A Hero in the Making
The man who disembarked from the Siboney on December 31, 1940, was already a legend whose reputation preceded him in America. “This ace, this soldier, this paladin, this adventurer, this knight-errant, this broad-shouldered tendre, the most taciturn man in [Aéropostale] but also its enfant terrible,” wrote his American biographer Stacy Schiff, was welcomed to New York City like “the [Joseph] Conrad of the skies.” Two weeks later, before 1,500 people at the Hotel Astor, he received the National Book Award for Wind, Sand and Stars. Published in the United States in 1939, the novel went on to spend nine months on the best-seller list.
This was not Saint-Exupéry’s first experience in America.

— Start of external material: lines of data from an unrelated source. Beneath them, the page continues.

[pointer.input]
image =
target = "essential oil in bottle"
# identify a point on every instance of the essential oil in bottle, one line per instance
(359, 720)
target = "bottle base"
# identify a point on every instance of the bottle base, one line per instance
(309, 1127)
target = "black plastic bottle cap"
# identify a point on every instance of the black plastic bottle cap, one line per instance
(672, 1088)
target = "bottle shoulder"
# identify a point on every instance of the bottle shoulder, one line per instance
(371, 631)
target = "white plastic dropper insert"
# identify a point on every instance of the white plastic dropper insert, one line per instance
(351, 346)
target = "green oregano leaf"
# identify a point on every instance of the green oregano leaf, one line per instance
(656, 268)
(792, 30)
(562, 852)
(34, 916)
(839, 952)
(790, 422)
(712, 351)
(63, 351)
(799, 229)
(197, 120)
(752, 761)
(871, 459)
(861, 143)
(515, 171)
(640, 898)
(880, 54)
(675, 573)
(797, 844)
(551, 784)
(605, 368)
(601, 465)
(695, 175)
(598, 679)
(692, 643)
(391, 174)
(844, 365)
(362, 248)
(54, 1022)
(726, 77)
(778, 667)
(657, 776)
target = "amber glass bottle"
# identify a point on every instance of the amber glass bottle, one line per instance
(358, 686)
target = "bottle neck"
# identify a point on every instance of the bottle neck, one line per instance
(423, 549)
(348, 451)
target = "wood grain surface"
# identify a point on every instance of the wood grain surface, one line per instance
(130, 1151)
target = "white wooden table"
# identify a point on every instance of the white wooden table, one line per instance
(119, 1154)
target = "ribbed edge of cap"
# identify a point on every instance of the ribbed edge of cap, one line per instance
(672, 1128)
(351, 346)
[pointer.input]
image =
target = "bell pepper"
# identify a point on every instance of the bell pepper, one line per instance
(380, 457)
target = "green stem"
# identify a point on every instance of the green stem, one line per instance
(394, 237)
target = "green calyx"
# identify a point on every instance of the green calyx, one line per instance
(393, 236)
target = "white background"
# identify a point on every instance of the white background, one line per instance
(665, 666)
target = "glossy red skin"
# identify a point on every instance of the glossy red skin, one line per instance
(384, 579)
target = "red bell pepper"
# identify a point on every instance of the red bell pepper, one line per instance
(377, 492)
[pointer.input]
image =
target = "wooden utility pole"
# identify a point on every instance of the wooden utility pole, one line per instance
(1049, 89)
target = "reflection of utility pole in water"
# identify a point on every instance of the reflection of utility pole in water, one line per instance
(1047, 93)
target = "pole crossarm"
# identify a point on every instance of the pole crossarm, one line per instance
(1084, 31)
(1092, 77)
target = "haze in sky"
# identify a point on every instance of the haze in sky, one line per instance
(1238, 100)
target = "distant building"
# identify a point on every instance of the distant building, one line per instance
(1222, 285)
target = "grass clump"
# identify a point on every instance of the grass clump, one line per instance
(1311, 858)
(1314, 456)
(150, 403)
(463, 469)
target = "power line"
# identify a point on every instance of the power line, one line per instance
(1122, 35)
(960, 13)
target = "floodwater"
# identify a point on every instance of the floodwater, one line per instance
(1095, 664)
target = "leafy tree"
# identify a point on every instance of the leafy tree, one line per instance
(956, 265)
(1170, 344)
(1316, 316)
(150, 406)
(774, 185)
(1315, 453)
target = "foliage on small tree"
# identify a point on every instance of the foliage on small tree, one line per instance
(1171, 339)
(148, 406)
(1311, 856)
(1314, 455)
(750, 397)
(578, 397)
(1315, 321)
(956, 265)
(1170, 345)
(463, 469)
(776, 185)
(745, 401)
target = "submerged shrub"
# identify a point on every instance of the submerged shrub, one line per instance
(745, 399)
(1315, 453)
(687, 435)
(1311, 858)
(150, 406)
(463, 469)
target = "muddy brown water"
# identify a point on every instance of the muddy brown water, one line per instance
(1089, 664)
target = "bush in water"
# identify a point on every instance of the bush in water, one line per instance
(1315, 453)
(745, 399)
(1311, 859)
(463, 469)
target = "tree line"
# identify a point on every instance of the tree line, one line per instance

In January 1938, he arrived in New York City aboard the Ile-de-France for what was billed as a speed flight and publicity stunt for French aviation: a 9,000-mile journey across the continent to Patagonia. Since the English translation of his novel Night Flight in 1932, praised by the Book of the Month Club and adapted as a movie starring John Barrymore and Clark Gable the following year, the writer and the pilot had become indistinguishable. Each new airborne feat contributed to his literary success.
After stopovers in Washington D.C., Atlanta, Houston, Brownsville, Texas, and Veracruz in Mexico, his Caudron Simoun C635 landed in Guatemala City to refuel on February 16. But due to a miscalculation, the aircraft was too heavy and crashed at the end of the runway just as it was about to take off again. His mechanic André Prévot escaped with a broken leg, while Saint-Exupéry suffered eight fractures and narrowly avoided having his left arm amputated. He spent over a month at the hospital before continuing his recovery in New York.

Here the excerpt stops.